Skip to content

Runtime State Backends

dpone can store runtime state outside the default BigQuery backend.

Supported OSS state backends:

  • mssql: XMin checkpoints and run-state rows in SQL Server.
  • postgres: XMin checkpoints and run-state rows in PostgreSQL.

MSSQL state

state:
  type: mssql
  connection_id: mssql_dwh
  connection_type: vault
  table: {schema: etl_state, name: etl_xmin_state}

If state.connection_id is omitted and the sink is MSSQL, the runtime can reuse the sink connection.

PostgreSQL state

PostgreSQL-backed state is useful for local OSS deployments or for teams that want metadata close to a Postgres source.

state:
  type: postgres
  connection_id: postgres_meta
  connection_type: vault
  table: {schema: etl_state, name: etl_xmin_state}

Developer API:

from dpone.runtime.state.postgres import PostgresRunStateStorage, PostgresXMinStateStorage

xmin_state = PostgresXMinStateStorage(connector, schema="etl_state", table="etl_xmin_state")
run_state = PostgresRunStateStorage(connector, schema="etl_state", table="etl_run_state")

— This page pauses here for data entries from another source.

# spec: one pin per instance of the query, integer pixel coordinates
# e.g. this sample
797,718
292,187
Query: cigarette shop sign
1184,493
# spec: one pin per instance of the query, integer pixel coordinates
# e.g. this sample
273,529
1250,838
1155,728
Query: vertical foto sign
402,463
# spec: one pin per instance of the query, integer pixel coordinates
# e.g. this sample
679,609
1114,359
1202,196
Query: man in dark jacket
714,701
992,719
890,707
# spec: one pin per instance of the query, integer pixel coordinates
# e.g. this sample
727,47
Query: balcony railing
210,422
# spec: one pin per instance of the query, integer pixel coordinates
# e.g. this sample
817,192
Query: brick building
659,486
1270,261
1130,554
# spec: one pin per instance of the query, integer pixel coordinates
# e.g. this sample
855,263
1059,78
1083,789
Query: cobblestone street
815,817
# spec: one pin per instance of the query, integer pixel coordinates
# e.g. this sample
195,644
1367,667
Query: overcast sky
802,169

Both backends expose the same methods used by the runtime:

  • save_state(source_schema, source_table, xmin_state)
  • load_state(source_schema, source_table)
  • delete_state(source_schema, source_table)
  • save_run_state(run_state)
  • update_run_state(run_state)
  • get_run_state(dag_id, execution_date)
  • get_run_states_by_dag(dag_id, execution_date=None, limit=100)
  • delete_old_states(days_to_keep=30)

Postgres XMin state runbook

The detailed XMin guide lives in Postgres XMin. Use it when a Postgres source does not have an application-level updated_at or numeric cursor and you want dpone to persist transaction-ID checkpoints in BigQuery, Postgres, or MSSQL state storage.

The short rule is: set source.options.incremental_strategy: xmin explicitly, or omit source.options.incremental_column in legacy manifests, to use XMin for Postgres incremental extraction. Configure state.type explicitly when the checkpoint must live outside the default BigQuery state backend.